Italian film director (born 1991)

Gianmarco Donaggio (born 4 August 1991) is an Italian experimental film director and cinematographer.

== Career ==
In 2010–2020, Donaggio lived and worked between the UK and Norway. He debuted as a film director at the Pesaro Film Festival with the film Manifestarsi (2021), in the years following he produced the film performance In Visible Light (2023). He is a member of the European Film Academy, and a former Berlinale Talents.

He graduated in image philosophy at the University of Lund. His works are primarily non-narrative and are presented as a reflection on image and motion.
His works have been presented in various European contemporary art museums, art biennials, and film festivals.

== Works ==

=== Live performed films ===

- In Visible Light (2023)
- Iconocrom (2023)

====In Visible Light====
In Visible Light is a 2023 Italian experimental film, directed by Donaggio.

In Visible Light world premiered October 13, 2023 at the MIRAGE Film Festival in Oslo, it was shown twice in different formats.
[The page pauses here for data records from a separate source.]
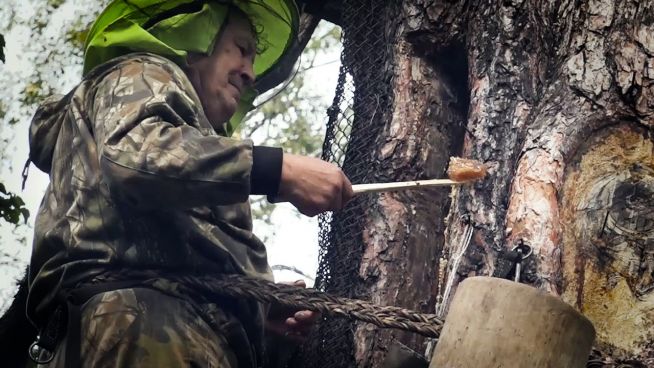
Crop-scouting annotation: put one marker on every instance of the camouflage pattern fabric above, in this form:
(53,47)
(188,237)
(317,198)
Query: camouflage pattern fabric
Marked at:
(145,328)
(139,180)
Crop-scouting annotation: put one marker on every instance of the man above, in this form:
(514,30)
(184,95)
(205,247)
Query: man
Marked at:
(145,184)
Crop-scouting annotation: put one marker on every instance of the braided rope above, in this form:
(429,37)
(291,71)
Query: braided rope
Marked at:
(291,296)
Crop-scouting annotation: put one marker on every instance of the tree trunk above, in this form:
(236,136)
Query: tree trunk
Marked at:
(558,101)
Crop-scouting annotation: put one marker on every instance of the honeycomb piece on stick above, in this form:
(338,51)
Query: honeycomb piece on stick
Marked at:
(462,169)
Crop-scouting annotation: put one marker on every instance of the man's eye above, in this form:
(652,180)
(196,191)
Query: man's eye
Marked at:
(242,49)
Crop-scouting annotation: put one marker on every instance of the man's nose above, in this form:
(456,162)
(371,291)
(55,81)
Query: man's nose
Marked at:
(247,73)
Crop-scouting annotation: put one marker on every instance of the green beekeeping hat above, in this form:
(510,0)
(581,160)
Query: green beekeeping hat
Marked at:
(173,28)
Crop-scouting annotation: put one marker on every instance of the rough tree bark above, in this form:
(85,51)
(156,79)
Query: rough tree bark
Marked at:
(559,103)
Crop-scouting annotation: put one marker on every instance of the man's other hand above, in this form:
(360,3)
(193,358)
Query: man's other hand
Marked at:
(312,185)
(291,324)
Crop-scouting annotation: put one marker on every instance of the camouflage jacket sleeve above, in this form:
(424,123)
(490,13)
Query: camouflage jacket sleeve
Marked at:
(156,148)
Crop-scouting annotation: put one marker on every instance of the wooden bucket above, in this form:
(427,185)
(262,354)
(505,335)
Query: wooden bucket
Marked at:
(496,323)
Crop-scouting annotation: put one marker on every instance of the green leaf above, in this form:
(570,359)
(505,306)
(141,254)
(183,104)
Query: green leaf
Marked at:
(12,207)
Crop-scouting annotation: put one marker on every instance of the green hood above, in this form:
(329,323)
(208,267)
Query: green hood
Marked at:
(174,28)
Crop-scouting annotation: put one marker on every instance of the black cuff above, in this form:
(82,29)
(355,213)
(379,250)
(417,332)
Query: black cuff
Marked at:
(266,170)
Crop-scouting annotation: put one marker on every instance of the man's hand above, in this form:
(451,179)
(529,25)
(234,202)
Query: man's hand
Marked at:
(292,324)
(312,185)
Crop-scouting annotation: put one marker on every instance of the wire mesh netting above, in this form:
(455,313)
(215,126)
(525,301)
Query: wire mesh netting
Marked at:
(356,118)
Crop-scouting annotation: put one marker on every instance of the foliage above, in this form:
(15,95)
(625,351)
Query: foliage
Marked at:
(12,206)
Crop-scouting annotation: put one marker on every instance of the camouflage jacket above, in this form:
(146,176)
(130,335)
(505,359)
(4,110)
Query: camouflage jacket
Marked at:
(139,180)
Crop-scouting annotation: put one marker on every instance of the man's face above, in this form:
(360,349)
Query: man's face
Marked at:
(221,78)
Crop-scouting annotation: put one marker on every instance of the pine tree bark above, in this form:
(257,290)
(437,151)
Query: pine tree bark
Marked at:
(557,98)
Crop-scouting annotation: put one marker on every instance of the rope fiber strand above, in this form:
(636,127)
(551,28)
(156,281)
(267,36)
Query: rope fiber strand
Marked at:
(291,296)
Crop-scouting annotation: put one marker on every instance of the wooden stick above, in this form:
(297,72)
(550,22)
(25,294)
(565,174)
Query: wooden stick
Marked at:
(384,187)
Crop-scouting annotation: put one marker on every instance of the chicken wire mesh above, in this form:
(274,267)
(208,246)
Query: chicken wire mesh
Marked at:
(355,120)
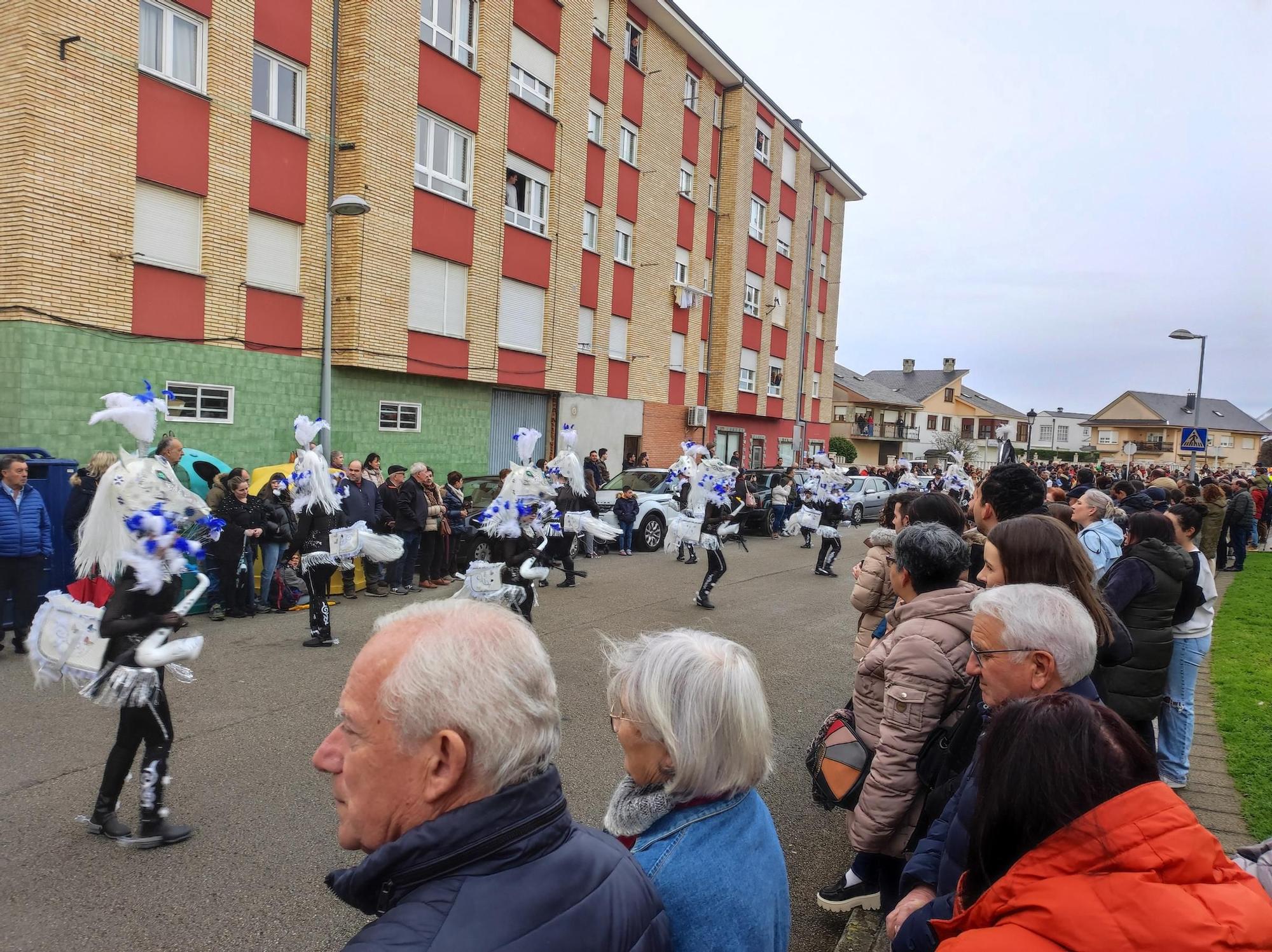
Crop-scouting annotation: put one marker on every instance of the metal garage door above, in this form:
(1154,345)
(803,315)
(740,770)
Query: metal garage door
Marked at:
(509,411)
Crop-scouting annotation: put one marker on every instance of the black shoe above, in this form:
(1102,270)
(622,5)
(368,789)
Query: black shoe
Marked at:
(109,825)
(839,897)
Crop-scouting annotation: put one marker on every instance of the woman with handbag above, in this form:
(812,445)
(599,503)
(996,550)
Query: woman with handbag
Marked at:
(905,687)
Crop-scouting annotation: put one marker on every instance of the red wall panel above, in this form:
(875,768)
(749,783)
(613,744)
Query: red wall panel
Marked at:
(286,26)
(521,369)
(527,258)
(442,227)
(685,224)
(756,256)
(167,303)
(629,188)
(623,300)
(600,69)
(619,371)
(447,88)
(274,322)
(690,137)
(436,355)
(280,163)
(172,135)
(531,134)
(541,20)
(595,189)
(591,280)
(586,375)
(634,93)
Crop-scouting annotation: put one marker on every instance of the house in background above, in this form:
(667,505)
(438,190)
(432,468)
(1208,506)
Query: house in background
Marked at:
(1154,422)
(952,406)
(878,420)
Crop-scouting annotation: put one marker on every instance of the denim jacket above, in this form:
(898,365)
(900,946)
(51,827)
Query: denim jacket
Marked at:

The film is edited differently every time it is shown, making it a performance-film. It was presented as "a colorful audiovisual experience when the Italian filmmaker Gianmarco Donaggio performs his cinematic experience live, paying tribute to electricity and power."

=== Dance Films ===
Nymøn (2023)

=== Shorts ===
- Azul no Azul (2022)
- Manifestarsi (2021)
- Milano di Carta (2020)

=== Music videos ===

- Spøkelsesby - Hasse Farmen (2023)

== Writing ==
- 2021. Donaggio, Gianmarco "Cinematic Duration as Violence across Cinematography History and Samples" Cinematography in Progress.
- 2022. Donaggio, Gianmarco. "The dancing qualities of the cinematic space" Lund University. Dept. of Arts and Cultural Science.